Thursday, January 24, 2008

Hello.

Here's blog revival attempt number #2. Oh wait, I shouldn't call it that cause it makes it sound like my blog was dead and I'm trying to resurrect it. Okay let's try again.

Hello.

Here's Infrequent update #2. Haha. Sounds better.

I'm typing this from the school library computer because I'm going to do a little work here before going for training and then meeting Ling to study. Gosh I've been so busy I swear. Not that I'm breaking down just yet, but like, I don't even read the newspapers anymore. And that's sad, because that probably means I won't get my only A which is for Current Affairs anymore for the common tests. How sad. That there's no A for that, and more so that I don't get As for anything else. I try to watch one hour of TV a week. Heroes may be 235490238 times slower on television than online, but hey I still get that dose of relaxation eh. But then again I'm not into the habit of watching much TV, so that's no indication of the lack of life I have.

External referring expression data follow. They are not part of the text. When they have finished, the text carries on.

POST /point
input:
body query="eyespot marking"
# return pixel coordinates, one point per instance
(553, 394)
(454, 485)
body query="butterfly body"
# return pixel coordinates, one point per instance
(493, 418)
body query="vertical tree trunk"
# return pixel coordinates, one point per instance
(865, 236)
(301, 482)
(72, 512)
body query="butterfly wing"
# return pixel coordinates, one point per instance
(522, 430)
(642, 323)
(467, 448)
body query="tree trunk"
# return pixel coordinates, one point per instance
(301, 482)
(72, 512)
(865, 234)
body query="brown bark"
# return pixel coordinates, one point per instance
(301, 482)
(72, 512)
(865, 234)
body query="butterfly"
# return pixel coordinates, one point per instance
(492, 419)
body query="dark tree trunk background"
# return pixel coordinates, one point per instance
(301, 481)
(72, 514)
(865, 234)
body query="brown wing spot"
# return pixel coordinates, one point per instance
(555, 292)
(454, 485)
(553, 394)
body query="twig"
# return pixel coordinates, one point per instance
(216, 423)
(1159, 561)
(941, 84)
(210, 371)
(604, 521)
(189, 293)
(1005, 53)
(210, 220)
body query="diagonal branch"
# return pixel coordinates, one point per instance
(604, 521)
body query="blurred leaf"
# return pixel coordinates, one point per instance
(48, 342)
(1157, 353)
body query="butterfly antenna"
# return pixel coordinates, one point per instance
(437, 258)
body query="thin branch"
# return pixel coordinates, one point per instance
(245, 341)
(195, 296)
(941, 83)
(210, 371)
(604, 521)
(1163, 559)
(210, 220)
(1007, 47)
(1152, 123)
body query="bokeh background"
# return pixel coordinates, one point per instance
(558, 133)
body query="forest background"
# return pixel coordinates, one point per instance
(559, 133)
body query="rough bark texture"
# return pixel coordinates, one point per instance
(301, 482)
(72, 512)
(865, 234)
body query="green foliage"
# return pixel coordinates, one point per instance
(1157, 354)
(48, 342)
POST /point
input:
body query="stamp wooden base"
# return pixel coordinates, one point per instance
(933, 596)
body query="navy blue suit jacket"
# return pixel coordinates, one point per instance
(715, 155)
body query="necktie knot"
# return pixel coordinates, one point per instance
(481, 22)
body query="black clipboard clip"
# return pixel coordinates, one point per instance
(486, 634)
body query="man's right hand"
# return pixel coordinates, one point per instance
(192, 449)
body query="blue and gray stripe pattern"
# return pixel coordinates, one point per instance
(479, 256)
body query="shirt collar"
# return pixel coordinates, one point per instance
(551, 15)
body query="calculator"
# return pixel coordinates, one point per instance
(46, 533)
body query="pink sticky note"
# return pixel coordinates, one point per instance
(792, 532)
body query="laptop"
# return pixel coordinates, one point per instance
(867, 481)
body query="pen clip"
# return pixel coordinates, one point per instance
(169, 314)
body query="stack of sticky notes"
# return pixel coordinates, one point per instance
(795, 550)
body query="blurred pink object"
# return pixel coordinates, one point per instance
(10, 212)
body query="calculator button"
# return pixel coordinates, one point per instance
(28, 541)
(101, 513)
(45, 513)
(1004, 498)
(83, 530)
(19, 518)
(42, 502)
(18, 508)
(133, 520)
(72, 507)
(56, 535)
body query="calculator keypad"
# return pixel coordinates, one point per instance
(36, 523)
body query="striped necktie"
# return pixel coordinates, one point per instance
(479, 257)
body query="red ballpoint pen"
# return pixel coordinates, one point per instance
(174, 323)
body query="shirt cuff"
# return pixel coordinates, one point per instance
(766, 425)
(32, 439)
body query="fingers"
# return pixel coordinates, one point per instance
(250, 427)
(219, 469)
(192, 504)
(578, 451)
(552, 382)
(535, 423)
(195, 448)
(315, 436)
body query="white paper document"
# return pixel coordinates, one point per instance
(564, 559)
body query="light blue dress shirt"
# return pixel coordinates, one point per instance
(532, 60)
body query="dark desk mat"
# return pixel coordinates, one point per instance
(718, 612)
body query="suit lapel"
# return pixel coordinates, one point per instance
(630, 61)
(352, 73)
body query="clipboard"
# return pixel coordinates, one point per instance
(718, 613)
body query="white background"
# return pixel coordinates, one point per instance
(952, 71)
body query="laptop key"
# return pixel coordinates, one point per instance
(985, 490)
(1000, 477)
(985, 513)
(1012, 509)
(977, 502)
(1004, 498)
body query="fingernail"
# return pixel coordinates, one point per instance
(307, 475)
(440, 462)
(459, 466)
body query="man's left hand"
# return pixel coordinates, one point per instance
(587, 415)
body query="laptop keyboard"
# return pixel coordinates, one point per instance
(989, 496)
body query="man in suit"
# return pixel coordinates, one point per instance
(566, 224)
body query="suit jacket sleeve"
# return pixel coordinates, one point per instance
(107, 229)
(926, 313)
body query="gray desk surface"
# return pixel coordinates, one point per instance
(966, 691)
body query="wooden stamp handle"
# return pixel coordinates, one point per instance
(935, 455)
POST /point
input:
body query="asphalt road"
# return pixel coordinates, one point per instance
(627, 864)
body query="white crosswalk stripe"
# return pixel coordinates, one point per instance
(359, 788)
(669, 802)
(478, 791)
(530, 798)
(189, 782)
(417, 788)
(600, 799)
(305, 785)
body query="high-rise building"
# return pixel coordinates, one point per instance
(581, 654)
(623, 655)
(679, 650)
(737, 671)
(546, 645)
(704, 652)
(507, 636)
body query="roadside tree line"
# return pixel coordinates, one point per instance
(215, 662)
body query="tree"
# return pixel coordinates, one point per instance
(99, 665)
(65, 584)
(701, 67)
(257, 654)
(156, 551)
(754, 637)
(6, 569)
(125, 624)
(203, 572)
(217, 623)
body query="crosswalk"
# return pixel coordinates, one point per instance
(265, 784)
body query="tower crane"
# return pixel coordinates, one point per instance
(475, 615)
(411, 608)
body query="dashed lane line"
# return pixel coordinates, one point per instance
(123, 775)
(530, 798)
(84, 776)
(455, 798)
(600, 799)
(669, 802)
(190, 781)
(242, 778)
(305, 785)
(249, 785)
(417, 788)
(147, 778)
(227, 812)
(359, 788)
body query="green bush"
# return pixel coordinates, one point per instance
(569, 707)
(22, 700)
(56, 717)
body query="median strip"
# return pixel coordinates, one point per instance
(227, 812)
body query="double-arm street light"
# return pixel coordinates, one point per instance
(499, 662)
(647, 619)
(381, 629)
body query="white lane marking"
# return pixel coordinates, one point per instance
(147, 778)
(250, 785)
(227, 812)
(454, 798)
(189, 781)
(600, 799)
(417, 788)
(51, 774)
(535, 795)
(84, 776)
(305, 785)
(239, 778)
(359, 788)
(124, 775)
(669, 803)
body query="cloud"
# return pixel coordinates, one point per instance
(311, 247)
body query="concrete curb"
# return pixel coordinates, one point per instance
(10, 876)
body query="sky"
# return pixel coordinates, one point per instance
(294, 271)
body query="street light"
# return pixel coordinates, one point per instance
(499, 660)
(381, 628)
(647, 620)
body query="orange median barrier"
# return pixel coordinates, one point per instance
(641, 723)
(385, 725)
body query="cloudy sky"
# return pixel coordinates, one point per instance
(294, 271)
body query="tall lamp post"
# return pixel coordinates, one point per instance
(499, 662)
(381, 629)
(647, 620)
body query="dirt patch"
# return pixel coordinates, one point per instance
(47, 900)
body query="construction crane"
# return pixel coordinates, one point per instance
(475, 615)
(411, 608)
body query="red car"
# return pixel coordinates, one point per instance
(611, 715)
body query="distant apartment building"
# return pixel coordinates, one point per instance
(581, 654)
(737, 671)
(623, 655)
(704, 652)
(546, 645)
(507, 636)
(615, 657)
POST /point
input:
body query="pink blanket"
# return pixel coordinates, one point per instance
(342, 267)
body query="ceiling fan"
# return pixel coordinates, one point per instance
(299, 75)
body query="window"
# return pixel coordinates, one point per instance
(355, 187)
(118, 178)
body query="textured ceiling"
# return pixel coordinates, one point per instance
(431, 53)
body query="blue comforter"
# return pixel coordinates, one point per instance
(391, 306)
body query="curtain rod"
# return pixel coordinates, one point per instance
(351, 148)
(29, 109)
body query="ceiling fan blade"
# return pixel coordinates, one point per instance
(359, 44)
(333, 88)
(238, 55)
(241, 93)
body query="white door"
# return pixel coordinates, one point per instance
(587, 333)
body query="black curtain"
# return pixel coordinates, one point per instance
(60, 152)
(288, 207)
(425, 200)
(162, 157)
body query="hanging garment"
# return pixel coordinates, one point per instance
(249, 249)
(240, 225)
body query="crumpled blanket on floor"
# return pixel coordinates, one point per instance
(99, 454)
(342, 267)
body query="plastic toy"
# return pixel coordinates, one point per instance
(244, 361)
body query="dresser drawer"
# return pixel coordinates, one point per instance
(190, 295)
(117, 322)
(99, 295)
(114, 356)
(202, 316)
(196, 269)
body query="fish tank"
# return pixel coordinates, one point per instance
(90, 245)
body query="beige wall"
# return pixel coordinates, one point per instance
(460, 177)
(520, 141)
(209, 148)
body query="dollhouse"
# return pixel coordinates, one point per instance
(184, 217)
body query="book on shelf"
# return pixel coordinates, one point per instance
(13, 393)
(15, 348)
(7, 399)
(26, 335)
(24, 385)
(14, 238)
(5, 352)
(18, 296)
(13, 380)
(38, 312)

I'm trying to take things slowly right now, because it's a pretty stupendous task, planning a couple of days ahead an managing my time already. Procrastination's always a lure, and the consequences of that'll probably screw everything up. So I simply can't afford to screw my time up. No doubt things are taking their toll; I'm always sleepy and can't help but make feeble tries at making up for that tiredness by sleeping in lectures. I really do try to pay attention, but I can't help it if the lecturer's boring and I'm already so sleepy. Which adds on to the workload after that.

On another note, I'm now shooting both air rifle and pistol for the school team. Not that I'm really good at the air rifle, but it's pretty cool in a sense. None of that means crap if I don't win anything of course, so I've to buck up my pistol training if I want to leave a legacy.

If you look at it one way I'm in a mess; always tired and everything's suffering. My pistol score is staying stagnant at a high 540+ to 550, which isn't good enough to win, I'm falling behind in work and there's so much to cope with. But it's like being thrown in the deep end of the pool right from the start. So I was a total slob before and suddenly I'm flooded with responsibilties and things which require disciplined time management. So either I learn how to swim or I drown, simple as that.

Luckily there's her and God I can turn to to stay afloat. And I'll be kicking and paddling all the way, of course.